The Waxman-Markey bill requires a 17% drop in carbon emissions by 2020. Joe Romm explains how we can get there:
Clean energy deployment from the stimulus….carbon dioxide emissions will be some 2% lower in 2020 than in 2005….Obama’s recent fuel economy deal….Let’s call that another 2% emissions drop….Then we have Waxman-Markey itself. It achieves huge energy efficiency savings….That’s another 5% drop.
….Let’s say 1% of the target will be met with domestic offsets….Let’s say 1% of the target will be met with international offsets….cofiring biomass….2% of the 2020 target.

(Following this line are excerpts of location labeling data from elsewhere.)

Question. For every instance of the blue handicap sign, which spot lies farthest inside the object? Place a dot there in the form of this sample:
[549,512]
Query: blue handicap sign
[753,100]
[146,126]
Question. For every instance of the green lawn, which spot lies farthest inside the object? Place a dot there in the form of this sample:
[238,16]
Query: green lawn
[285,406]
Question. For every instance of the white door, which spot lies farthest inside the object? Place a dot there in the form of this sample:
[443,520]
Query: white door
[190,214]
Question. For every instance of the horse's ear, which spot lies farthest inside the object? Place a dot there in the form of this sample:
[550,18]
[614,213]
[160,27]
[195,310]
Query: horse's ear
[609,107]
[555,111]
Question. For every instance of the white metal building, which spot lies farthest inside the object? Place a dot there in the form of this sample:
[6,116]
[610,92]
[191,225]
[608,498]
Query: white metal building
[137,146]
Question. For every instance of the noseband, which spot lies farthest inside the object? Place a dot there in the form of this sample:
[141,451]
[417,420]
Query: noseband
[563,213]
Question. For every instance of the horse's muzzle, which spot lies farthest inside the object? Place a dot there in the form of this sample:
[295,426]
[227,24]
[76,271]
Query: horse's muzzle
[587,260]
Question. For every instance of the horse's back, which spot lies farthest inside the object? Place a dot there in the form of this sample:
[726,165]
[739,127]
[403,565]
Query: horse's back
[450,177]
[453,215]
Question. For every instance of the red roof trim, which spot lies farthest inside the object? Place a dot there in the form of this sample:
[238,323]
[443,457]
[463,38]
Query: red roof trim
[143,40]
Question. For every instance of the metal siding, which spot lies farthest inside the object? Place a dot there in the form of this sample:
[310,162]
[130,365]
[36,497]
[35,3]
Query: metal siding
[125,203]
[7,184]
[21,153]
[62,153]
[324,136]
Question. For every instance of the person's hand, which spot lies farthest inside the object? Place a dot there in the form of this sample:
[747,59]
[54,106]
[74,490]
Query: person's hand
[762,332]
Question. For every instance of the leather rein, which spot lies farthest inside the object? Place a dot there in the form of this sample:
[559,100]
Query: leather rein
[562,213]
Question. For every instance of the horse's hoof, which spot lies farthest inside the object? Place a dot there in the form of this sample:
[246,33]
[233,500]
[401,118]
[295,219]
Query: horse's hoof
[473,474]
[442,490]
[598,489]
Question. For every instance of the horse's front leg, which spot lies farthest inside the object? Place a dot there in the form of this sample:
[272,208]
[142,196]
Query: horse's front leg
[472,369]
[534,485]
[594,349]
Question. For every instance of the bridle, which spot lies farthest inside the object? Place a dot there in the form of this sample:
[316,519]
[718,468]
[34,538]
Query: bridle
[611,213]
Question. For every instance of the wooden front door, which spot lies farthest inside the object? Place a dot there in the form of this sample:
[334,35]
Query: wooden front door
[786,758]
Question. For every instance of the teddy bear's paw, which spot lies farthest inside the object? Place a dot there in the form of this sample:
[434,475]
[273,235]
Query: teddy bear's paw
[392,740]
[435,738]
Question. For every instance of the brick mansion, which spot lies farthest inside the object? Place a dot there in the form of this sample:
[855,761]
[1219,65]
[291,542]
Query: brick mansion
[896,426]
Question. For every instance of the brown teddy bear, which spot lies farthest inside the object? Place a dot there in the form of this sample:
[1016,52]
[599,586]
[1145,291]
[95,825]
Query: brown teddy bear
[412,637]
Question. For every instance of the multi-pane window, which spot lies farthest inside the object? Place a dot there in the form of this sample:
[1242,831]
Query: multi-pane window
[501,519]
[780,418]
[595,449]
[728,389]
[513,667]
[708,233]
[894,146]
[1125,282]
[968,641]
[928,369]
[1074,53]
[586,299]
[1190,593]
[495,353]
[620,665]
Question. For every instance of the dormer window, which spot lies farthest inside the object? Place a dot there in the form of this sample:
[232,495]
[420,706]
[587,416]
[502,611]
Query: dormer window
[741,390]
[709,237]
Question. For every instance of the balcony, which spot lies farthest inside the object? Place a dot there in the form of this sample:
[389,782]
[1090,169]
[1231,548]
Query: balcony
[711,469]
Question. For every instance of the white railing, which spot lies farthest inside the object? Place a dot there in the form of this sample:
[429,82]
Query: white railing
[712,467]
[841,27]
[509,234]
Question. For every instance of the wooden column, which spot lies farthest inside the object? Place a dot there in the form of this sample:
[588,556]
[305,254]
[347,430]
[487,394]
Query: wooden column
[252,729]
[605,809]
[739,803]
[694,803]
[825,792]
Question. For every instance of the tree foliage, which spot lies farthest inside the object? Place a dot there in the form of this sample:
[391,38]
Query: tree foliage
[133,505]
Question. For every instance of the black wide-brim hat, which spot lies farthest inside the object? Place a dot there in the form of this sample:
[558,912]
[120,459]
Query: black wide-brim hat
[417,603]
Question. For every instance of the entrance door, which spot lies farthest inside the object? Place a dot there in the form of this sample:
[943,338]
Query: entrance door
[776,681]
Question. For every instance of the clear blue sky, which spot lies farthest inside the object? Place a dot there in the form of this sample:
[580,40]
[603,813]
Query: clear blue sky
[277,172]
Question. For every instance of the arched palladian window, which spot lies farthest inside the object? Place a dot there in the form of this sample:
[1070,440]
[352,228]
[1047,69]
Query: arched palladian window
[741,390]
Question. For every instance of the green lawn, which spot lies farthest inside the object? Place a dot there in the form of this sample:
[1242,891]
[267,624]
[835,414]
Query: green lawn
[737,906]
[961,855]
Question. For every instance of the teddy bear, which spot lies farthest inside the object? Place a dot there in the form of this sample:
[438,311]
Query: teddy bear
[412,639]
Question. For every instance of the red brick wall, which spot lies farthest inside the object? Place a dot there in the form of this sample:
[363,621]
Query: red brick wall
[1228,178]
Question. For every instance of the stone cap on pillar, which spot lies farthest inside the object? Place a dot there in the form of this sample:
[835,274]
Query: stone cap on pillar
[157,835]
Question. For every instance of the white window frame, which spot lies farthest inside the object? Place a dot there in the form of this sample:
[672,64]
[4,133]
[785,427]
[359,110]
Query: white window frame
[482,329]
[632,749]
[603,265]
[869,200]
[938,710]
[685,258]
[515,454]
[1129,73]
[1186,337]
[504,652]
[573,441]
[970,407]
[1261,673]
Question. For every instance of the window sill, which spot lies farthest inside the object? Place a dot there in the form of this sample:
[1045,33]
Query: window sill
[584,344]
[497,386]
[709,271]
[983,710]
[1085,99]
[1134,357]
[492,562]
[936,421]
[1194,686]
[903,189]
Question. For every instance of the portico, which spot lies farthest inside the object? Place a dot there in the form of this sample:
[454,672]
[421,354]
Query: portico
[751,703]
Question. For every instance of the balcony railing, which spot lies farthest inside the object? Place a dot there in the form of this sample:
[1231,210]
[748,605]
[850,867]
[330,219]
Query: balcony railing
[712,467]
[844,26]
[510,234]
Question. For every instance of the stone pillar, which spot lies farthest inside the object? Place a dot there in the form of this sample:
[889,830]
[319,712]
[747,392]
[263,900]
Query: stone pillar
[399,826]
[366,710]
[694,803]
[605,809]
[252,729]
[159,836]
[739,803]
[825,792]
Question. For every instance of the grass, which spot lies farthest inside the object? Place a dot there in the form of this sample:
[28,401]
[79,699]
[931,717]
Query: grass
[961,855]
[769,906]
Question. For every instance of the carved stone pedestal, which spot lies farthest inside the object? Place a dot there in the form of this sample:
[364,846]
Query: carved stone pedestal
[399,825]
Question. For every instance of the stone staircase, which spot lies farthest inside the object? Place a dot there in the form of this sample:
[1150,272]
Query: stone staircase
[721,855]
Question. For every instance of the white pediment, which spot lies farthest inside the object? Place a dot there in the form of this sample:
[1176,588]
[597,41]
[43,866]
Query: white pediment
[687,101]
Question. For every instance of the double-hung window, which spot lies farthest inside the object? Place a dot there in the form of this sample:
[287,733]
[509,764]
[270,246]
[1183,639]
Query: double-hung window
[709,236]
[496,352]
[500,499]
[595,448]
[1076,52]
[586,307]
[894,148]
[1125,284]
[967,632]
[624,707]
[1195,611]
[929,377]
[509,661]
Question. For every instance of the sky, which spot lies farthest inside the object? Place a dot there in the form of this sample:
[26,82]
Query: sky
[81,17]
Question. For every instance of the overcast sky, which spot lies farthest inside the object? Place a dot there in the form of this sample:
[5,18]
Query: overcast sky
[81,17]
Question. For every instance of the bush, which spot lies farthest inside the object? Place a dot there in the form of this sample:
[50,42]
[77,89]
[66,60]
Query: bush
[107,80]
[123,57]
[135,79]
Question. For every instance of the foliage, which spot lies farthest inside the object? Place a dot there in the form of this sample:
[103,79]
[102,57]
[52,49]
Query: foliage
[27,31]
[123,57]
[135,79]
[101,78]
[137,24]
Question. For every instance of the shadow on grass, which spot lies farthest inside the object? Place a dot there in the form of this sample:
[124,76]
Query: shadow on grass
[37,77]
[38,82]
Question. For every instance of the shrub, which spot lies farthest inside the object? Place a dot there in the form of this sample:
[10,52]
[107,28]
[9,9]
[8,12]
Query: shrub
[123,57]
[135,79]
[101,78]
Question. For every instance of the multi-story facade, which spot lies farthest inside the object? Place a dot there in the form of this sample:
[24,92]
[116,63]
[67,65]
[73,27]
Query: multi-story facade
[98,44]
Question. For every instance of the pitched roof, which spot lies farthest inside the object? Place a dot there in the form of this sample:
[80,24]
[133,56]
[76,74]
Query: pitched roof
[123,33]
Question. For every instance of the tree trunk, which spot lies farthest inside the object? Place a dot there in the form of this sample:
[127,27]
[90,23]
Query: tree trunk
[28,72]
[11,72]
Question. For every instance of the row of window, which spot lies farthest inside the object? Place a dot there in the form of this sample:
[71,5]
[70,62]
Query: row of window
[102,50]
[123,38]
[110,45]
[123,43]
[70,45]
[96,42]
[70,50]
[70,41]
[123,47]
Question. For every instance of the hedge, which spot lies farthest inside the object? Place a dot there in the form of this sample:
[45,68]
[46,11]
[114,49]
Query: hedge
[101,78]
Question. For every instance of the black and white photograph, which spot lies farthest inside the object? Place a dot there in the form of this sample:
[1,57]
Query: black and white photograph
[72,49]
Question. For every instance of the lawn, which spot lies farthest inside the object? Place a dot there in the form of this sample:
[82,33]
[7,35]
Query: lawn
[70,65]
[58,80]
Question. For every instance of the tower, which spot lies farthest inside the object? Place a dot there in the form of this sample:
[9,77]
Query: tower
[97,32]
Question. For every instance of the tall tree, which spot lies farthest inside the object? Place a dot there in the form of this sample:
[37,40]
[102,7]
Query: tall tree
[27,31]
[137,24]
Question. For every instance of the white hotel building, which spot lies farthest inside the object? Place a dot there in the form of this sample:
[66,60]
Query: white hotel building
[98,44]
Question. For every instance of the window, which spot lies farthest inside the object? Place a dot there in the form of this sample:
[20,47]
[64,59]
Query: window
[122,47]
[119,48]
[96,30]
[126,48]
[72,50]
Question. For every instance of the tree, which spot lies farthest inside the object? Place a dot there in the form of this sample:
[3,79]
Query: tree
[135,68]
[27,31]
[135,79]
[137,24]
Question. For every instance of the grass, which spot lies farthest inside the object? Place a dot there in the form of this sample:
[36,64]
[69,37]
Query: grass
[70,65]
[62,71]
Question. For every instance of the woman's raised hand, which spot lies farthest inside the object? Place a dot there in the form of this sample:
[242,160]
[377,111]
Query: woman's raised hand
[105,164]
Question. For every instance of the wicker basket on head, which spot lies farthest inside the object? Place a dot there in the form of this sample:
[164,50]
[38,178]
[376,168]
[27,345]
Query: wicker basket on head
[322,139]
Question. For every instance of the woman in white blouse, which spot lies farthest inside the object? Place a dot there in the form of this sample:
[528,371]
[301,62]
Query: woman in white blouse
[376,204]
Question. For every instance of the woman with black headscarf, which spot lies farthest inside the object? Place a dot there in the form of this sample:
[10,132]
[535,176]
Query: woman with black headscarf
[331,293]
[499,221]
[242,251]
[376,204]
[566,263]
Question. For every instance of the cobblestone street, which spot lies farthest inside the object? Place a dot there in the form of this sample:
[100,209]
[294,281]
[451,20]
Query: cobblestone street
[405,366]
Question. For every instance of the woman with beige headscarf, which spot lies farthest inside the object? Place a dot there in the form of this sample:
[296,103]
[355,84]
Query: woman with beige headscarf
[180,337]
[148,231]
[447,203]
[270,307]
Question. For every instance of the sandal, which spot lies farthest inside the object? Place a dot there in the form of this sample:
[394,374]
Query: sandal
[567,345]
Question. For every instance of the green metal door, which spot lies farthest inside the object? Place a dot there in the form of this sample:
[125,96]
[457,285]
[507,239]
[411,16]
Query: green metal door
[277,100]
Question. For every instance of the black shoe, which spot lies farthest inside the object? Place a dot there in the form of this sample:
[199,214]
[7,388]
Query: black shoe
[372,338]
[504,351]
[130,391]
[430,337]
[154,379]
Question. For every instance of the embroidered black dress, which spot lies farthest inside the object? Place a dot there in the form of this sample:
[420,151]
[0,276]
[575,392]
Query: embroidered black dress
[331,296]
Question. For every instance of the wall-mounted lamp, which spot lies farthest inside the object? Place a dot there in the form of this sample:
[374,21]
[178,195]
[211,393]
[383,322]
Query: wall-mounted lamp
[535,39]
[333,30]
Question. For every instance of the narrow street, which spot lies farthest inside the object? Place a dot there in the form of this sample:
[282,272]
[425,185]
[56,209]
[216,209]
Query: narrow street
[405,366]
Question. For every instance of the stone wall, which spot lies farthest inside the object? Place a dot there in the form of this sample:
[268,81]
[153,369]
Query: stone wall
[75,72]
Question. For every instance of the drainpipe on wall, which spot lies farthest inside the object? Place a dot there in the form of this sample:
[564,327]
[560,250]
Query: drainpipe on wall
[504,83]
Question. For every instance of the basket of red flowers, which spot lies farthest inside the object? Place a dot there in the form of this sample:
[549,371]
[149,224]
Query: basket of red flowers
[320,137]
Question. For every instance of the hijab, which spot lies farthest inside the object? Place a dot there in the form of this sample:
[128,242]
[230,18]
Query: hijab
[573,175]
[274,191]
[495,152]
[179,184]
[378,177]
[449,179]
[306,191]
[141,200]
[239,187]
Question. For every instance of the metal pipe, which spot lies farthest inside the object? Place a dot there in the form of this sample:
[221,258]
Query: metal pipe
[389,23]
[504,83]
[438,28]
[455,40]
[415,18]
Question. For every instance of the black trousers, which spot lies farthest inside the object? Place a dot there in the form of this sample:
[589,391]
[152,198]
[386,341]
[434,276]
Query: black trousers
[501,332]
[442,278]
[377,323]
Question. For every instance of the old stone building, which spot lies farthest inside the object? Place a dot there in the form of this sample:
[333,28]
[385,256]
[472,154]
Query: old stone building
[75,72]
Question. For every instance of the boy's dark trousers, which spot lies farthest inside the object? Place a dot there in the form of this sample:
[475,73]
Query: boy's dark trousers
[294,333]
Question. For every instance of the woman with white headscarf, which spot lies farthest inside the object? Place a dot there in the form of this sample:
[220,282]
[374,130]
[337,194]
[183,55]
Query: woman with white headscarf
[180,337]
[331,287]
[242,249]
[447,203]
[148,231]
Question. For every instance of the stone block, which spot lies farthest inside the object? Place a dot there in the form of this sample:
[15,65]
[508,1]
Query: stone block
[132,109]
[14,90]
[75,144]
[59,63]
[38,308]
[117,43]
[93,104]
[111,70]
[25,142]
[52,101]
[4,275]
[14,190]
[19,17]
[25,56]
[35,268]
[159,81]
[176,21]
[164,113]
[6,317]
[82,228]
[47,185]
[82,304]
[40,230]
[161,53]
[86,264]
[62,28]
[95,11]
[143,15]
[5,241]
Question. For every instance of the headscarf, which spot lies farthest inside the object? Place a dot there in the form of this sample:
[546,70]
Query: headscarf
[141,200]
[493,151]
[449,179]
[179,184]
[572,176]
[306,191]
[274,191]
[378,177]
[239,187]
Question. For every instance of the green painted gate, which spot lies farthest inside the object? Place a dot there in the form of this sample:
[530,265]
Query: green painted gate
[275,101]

That’s about 13% already, and the rest of the reduction can be met simply by utilizing existing gas-fired electric plants at a higher rate than we do now:
It now appears likely that, thanks to unconventional supplies, natural gas alone could meet a great deal of the Waxman-Markey CO2 target for 2020 — without requiring gobs of new power plants to be sited and built or thousands of miles of new transmission lines.
….Today, dirty coal plants are being “dispatched” (or utilized) to provide electricity by grid operators first, while natural gas plants that could provide electricity with far lower emissions of carbon dioxide remain unutilized or underutilized — even though their electricity costs are only slightly higher. This is occurring in at least two regions of the country, according to a major under-reported May study by the Energy Information Administration, “The Implications of Lower Natural Gas Prices for Electric Generators in the Southest.” A cap on CO2 emissions and even a low price of CO2 will switch the dispatch order, generating large emissions savings at low cost (if the gas is available, as now seems likely).
Joe suggests that a carbon price of around ten bucks a ton — which is pretty low — is all that we’d need to motivate utilities to change the dispatch order of their plants enough to meet the rest of the 17% target.
Bottom line: meeting the Waxman-Markey targets for 2020 is pretty easy. We’ll have over a decade to start getting ready for the harder measures it takes to make serious cuts. Doom mongers, take note.